The bonus amount received by eligible employees “must be a percentage of each employee’s total earnings — both straight-time earnings and overtime earnings — that does not dilute the overtime portion of the ratio,” Rogers added.
The two remaining letters published Thursday concern the compensability of certain off-site travel during meal periods as well as pre-shift activities and waiting time.
DOL has addressed overtime calculation issues several times since the relaunch of its opinion letter program in mid-2025. In January, the department issued letters on the role of certain performance-based bonuses and pre-shift time in overtime pay, while an October 2025 batch tackled scenarios like that of an employee working for two separate but operationally integrated businesses.

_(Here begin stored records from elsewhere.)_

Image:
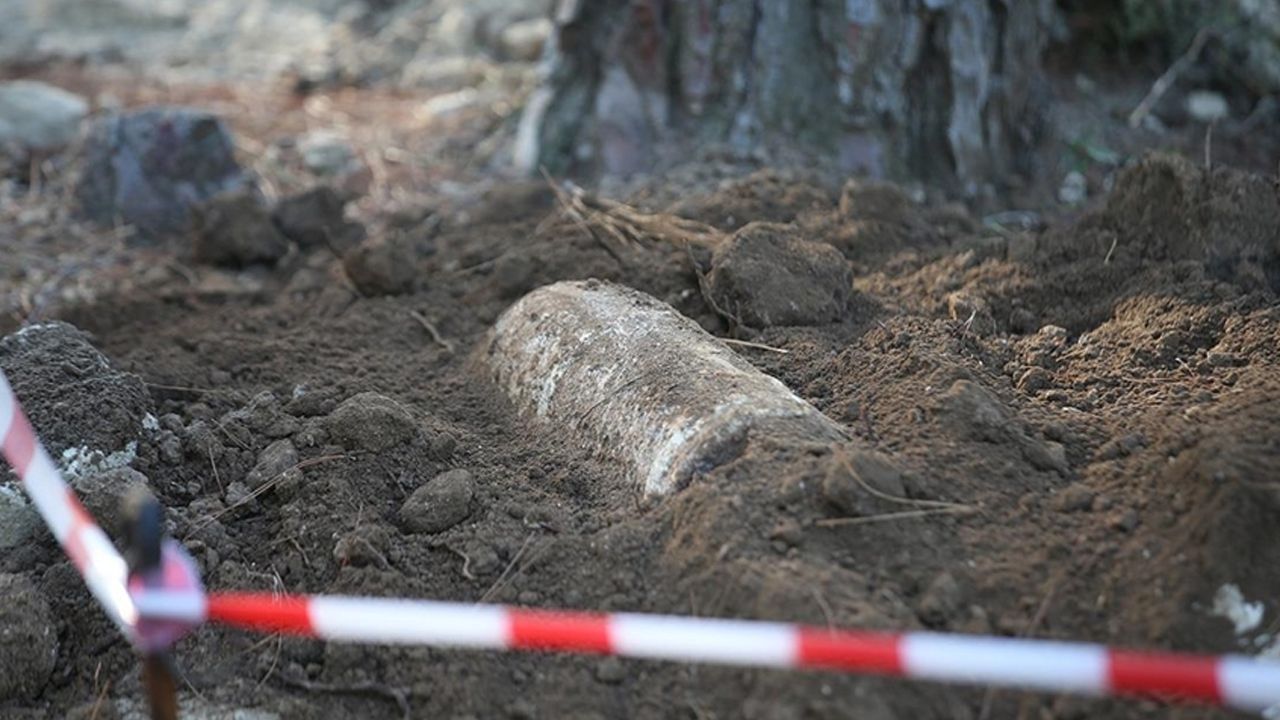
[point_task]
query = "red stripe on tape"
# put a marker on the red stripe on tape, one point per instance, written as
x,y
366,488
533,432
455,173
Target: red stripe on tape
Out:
x,y
874,652
533,629
1161,675
274,614
19,445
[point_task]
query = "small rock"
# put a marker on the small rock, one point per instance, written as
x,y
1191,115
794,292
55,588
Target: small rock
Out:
x,y
380,267
36,115
611,671
151,167
310,402
1219,359
524,41
365,546
442,502
370,422
1207,106
1022,320
273,464
234,229
28,642
238,496
327,153
973,410
442,446
265,415
941,601
1034,381
1046,455
1074,188
787,531
104,495
316,219
1124,522
844,484
1074,497
19,523
767,276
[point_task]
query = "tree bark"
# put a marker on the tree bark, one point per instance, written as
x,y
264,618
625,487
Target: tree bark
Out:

The letters are generally viewed as helpful compliance assistance tools for employers, and DOL officials — including current Acting Labor Secretary Keith Sonderling — have said as much in the past. Thursday’s documents also constitute a follow up to DOL’s recent decision to rescind the overtime final rule issued by the Biden administration in 2024.
DOL’s opinion letter program is open to parties beyond employers, however, and anyone from employees to labor unions to HR professionals themselves can submit an opinion letter request. Attorneys previously told HR Dive that such requests should outline a specific, factual scenario with a detailed explanation of the employer’s assumptions about the law or regulations at issue without including sensitive information the employer does not want revealed.